Guaranteed 120% or Larger Cash Payout Per Event !

Guaranteed Minimum 1st Place Payout $1,000 Regardless Of Field Size!

20 Boat Field Payout: 1st- $1,000; 2nd-$750; 3rd- $500; 4th-$250

$250 Buckeye Sports Center/Mercury Marine Big Fish Bonus! 

$250 Lund Boats Contingency Bonus!

Win A Trip to Wildewood Lake Resort in Ontario Valued at $2,318!
Proceeds to Benefit : On Target Outfitters(501c3) - Youth Outdoors Charity www.ontargetoutfitters.org

Open Tournaments - Two Angler Team Format - Field Considered Full at 50 Boats
Entry Fee: $100 per event 

BSC/Mercury Big Fish Bonus (Proceeds to On Target Outfitters): $20 per team per event. Includes 3 raffle tickets per angler in the drawing for the Wildewood trip!Makes the team eligible for the BSC/Mercury $250 Big Fish Bonus !

*Details, Entry Forms and payment via PayPal at www.walleyemadness.net​*


----------



## sonar (Mar 20, 2005)

Was out this eve.. & the water level is another "FAT" foot lower,,when I launched,,,the depth behind the concrete ramp,came up to 3 ft. even,,,,,,,,last weekend ,when I was at the same place,,Jersey,, it was 4 ft. deep on the rocks,,behind the ramp.........the boulders/stones,,that are behind the ramp,,stick-up another 6-8 inches,, so all I'm saying is,,, the bigger rigs that launch there next Saturday,,,,,only back-up as far as you need to get the boat wet,& full tilt up on those Outboards,& or tail lights will get wrecked..........there is a trough/valley,, at the end of the concrete pavement,then it rises up about 9-12 inches at that very end,,just BE AWARE!! of this hazzard,,, GOOD LUCK!! to all participants!! & especially!! LJL/Mark,,John,,"Team Snappin"!! ----->>>>>sonar<<<<<-----


----------



## jcfishing (Nov 30, 2008)

Launched and loaded at Jersey St. ramp yesterday with no problems. Lund 2075 with 300 HP Verado and 9.9 on the back.

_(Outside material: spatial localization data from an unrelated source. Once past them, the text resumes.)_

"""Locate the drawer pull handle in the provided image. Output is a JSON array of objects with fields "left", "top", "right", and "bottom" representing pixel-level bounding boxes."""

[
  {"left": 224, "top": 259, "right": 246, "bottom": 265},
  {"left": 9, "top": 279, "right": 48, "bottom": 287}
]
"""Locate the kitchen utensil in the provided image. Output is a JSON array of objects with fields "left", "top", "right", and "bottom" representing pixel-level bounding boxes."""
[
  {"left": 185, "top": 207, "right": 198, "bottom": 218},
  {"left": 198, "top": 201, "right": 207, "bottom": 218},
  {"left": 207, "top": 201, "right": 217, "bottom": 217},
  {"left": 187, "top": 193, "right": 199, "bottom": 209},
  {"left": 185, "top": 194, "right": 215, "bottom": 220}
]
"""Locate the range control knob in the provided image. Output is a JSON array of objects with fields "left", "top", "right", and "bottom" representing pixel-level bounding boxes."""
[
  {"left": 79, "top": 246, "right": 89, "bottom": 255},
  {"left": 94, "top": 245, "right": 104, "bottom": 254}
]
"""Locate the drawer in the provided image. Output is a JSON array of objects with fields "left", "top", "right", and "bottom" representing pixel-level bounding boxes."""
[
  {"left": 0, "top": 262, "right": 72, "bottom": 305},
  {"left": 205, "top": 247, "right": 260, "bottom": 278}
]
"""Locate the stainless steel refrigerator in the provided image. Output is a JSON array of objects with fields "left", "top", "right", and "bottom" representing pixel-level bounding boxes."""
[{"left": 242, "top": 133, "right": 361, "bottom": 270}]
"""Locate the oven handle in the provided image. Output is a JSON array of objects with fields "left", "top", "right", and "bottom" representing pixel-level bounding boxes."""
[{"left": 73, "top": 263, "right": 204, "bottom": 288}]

Both lanes were fine and several other bigger boats launched an loaded with no problems.

Of course you should always be cautious this time of year as they lower the water levels, but the ramp seems fine.


----------



## louisvillefisherman (Jun 9, 2012)

Will the results of this tourney be posted in the N.E. Ohio Fishing Reports forum? Considering it would make for a great report, I hope it is!


----------



## ShakeDown (Apr 5, 2004)

Thread closed, as there's already a thread regarding this event in the Tournament forum.


----------